The Jaderholms went into the berry farming business with a couple of goals: To be sustainable by not using herbicides and other chemicals, and to sell everything on Whidbey that they grew. And for Kimberly, a former human resources executive at Nordstrom, it was chance to hire and train young local people as “employees,” not just “berry pickers.”

“At first, I had a hard time getting pickers,” she said. “I ran it as an HR operation. I did a lot of interviews, and I insisted that everybody be responsible and arrive on time. No excuses. We paid the state minimum wage ($9.19 an hour); this was a real job.”

Within a few weeks, she did attract a loyal group, mostly Coupeville High School students, eager to make as much as $500 after taxes during the July picking season.

Many stayed with them throughout their high school days and have now gone on to college.

“I had an absolute ban on torn or dirty clothes; we’re all representing a business,” she said. “The kids loved it when I had to dress down the farmer (her husband Jerry) one day for wearing a ripped T-shirt.”

Her favorite part of the farm was working with the kids, she says. “These are wonderful young people, and that speaks highly of our parents, our schools and our community. They would get so bonded that they would hang out in our barn after a picking shift, just chatting.”

 

 

After the first harvest in 2009, which was mostly sold fresh at the farm or at the farmer’s market in Coupeville, the Jaderholms began to experiment with products made from frozen raspberries – syrup, jam, vinegar, mustard and more.

The berries are frozen at the farm, then transported to a processor in Oregon that manufactures the products.

“We didn’t know if people would buy a manufactured product, but it has been very successful,” Jerry said.

Mile Post 19 products are currently sold in 14 retail locations throughout Whidbey from the Clinton Market to the Navy Exchange in Oak Harbor.

And now that they have turned over the keys to new owners, how do they feel about the experience?

“We went into this as a business, with a five-year plan, and we stuck to it,” Jerry said. “Farming is hard, but if you want to work hard on this island you can make it in farming. The farmers here have a real work ethic and they help each other, and we treasure the friendships we have made.  Nobody could have told us how hard it would be to do this, but there is also no way anybody could have told us how much satisfaction we would get.”

All that sounds very encouraging to Lynn and Raitzer as they embark on their own Whidbey farming adventure.

Raitzer said he remembers growing up in a rural farming community and knowing about his father’s dream to run a small farm after he retired as an engineer – a dream he didn’t live long enough to realize.

“So I’ve been thinking about farming and orchards for a long time,” he said.
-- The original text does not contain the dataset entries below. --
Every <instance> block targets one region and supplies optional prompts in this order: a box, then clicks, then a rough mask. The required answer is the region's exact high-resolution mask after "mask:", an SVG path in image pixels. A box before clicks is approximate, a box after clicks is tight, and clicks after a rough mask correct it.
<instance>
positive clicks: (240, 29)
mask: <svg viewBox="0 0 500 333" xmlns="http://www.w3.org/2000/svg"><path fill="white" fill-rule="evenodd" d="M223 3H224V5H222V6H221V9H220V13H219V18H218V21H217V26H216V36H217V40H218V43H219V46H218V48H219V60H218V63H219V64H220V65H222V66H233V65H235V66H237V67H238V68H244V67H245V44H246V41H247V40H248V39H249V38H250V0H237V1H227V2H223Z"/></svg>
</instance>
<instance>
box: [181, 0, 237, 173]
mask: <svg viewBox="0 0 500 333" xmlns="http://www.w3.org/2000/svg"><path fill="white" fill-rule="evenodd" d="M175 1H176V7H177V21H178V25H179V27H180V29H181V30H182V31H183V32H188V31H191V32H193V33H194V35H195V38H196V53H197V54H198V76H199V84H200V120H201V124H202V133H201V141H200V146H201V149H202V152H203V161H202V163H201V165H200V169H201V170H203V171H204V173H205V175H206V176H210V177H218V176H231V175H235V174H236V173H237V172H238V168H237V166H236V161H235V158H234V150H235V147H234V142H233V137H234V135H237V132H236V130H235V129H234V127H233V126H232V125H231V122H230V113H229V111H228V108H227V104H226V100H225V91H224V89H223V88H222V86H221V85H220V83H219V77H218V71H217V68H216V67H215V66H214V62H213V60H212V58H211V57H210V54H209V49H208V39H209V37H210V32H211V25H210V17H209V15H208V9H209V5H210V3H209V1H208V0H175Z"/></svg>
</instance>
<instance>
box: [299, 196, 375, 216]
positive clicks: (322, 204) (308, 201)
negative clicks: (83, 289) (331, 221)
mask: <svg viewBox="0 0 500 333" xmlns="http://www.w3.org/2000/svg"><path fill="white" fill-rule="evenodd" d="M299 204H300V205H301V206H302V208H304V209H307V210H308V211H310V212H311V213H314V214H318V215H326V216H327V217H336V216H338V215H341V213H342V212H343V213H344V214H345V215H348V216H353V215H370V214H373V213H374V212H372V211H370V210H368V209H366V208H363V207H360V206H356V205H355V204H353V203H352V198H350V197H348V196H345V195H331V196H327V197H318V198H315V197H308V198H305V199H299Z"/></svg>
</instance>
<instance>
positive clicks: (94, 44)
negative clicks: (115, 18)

For now, they will continue to juggle their city careers and their Whidbey farming life, which they know will be a challenge. They plan to take “an extended summer vacation” from their city jobs during the summer growing and harvest season.

“Our main focus right now is to continue with the great work the Jaderholms did,” Lynn said. “We’ll spend our time getting up to speed and learning the ropes. But we’re fast learners and eager people and we’re full of enthusiasm … and Izzabella loves being a farm dog.”

 

 

They are bursting with ideas they hope to explore once they gradually transition from city life to full-time farm life.

“We both love to cook and eat, and we’re always coming up with new recipes for things we’ve found on Whidbey,” she said.

Eventually, they may expand beyond raspberries to other “foodie” row crops, or they may use the farm as a venue for dinners or meetings.

“We’ll be involved somehow in the local food movement, and that could take lots of forms,” Jerry says.

An engineer by training, Jerry is also considering ways technology can improve the farm operation, such as self-irrigation systems.

“It’ll be irrigating itself and hopefully we’ll be able to monitor it from a distance,” he said.

And they’ve already taken one technological leap forward. They now accept credit cards for purchases. The Jaderholms had always shied away from such things.

“We’re not techies and we don’t even have a smart phone,” Kimberly said. “Michele and Jerry have the expertise and the energy to really take the farm to the next level.”